During the Internet programme yesterday, we kept getting breaks in the transmission and the data kept getting lost because of the quality of the service by Cable Bahamas.   

I am advised that too often both BTC and Cable Bahamas promise one speed but deliver another in terms of the broadband service that they each provide. 

My appeal then tonight is a simple one: to sensitize the public and yourselves to these issues and to call on our public and private companies to do better in this area of Internet services.  The Government's website is notoriously slow and even though public servants have been denied access in their offices to the regular web, the difficulties with the government's websites continue.  

You are all aware I am sure about the shocking negligence in the Ministry of Foreign Affairs, where government owned data was lost and there has been no public accountability for it save sending the police to lock up apparently innocent citizens.   

The democracy has been enriched by the new technology that is available to us.  But we have to keep ahead of the curve and not fall behind. 

It is disgraceful that we have taken ten years to sell one small telephone company and it appears that it is to be sold at a fire sale to a company that reportedly immediately wants to downsize the staff by 40 percent.    

We politicians are accused by some of being self-serving when we speak.  Others say that we do not speak enough.  Then there is the call for the mythical third party that will speak dispassionately.  But I always answer: why complain about the air, when that is all there is to breathe?  The fact is we have the voices we have.  It is important that those who have voices speak up. 

Unfortunately, we have fallen behind in the competition with our Caricom neighbours in services, whether in tourism; telecommunications; information technology; and the web and even in government.  While we were busy pounding our chests, the others were catching up and surpassing us. 

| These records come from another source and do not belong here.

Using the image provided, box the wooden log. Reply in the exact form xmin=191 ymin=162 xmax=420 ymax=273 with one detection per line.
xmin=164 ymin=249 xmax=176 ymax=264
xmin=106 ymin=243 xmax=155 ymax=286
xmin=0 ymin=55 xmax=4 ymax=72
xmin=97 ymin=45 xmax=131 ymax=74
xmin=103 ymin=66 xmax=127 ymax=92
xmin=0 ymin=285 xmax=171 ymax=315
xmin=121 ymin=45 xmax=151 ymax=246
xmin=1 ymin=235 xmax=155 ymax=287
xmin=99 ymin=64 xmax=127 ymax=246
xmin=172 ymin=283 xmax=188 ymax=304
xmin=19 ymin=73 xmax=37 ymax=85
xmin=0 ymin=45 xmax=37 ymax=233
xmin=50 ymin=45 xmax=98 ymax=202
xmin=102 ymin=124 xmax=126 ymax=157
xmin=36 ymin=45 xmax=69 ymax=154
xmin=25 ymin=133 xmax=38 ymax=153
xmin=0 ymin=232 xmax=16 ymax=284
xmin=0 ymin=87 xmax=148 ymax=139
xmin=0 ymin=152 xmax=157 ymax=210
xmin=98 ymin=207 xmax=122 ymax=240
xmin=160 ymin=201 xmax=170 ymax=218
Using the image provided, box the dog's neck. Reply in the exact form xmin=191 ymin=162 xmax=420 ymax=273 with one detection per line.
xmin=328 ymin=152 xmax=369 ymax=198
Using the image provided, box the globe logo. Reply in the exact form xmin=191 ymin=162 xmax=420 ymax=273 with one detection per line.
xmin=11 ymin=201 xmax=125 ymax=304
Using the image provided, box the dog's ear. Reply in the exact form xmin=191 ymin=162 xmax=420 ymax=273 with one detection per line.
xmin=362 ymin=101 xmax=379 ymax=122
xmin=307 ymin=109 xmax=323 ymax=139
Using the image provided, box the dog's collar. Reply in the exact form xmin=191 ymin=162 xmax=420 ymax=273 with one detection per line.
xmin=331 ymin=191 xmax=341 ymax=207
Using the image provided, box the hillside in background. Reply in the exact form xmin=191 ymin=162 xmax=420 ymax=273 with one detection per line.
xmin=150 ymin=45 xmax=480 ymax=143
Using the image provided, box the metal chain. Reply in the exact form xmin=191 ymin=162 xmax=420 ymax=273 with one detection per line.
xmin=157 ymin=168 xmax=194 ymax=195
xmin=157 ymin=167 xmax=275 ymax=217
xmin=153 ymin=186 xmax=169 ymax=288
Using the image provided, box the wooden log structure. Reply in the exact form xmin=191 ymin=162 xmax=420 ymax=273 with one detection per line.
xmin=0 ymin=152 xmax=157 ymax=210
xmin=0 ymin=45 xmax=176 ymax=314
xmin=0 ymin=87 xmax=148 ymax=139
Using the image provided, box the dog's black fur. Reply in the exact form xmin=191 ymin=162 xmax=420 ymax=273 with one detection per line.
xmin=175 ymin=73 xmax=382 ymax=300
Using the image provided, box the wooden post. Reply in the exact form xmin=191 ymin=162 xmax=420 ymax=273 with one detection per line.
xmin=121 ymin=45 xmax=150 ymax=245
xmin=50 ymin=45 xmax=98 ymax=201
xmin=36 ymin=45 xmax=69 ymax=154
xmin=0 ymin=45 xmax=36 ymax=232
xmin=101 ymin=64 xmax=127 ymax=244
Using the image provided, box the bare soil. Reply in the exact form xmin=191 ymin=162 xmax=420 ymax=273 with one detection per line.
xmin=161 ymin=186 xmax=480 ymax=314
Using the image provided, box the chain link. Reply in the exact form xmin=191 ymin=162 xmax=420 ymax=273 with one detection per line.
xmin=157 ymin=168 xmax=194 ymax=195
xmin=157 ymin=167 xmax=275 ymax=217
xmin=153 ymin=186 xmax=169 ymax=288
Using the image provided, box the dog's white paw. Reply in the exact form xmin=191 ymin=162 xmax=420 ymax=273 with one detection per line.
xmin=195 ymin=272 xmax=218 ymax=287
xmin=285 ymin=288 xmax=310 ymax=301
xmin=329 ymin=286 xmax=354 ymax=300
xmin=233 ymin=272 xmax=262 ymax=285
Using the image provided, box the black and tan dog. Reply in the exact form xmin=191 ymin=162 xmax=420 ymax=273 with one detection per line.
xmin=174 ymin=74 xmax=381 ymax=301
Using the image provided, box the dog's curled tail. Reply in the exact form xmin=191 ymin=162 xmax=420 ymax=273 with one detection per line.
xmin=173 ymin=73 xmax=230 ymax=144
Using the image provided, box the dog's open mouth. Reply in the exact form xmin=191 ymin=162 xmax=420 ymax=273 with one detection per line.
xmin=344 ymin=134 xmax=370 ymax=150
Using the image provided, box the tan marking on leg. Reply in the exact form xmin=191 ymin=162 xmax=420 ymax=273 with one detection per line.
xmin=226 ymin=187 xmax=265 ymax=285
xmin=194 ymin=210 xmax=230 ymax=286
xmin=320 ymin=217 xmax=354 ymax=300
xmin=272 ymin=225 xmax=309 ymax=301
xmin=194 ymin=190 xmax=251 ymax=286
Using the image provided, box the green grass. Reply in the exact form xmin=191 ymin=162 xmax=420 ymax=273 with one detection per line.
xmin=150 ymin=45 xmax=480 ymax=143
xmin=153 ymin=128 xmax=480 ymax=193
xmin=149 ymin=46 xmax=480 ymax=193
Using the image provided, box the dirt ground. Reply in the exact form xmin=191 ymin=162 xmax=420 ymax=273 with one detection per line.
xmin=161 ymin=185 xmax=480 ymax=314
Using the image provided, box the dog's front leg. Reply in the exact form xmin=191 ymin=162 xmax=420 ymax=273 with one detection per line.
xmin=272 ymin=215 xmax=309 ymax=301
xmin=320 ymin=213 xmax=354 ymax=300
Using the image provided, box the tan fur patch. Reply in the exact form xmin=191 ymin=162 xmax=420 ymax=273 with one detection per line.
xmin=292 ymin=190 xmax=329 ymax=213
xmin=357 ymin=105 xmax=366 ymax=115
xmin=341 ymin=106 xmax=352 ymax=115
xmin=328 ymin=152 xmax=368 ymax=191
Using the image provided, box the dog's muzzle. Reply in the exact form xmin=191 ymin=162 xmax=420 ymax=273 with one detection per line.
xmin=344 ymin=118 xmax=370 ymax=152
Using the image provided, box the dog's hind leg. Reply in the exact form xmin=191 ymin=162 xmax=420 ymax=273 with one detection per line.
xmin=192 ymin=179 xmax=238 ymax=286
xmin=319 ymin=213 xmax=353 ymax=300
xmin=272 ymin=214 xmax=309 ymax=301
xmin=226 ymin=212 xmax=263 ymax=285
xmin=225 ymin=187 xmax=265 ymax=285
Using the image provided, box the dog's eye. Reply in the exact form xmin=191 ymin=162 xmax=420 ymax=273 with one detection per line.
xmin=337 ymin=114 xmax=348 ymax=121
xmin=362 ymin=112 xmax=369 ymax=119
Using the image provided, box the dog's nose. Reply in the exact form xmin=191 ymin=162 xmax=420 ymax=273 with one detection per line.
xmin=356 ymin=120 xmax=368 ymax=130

We must do something to lift ourselves out of this situation if the country is to advance and the wealth of our country is to grow. 

I hope that I can solicit your support for my project that of a Vision 2020 in a draft white paper by the PLP which speaks to substantial investment in education, lifting the country out of poverty and suggesting a major role for foreign affairs and international trade.  I would be happy to share copies with you. 

It is not acceptable to have transmissions breaking up.  It is not acceptable for the power to keep going off and the water to shut down.  It is not acceptable to have the level of violence we have in our country.  None of these things are acceptable and all of us must pledge together to work to improve our present lot. 

Thank you again for asking me to come.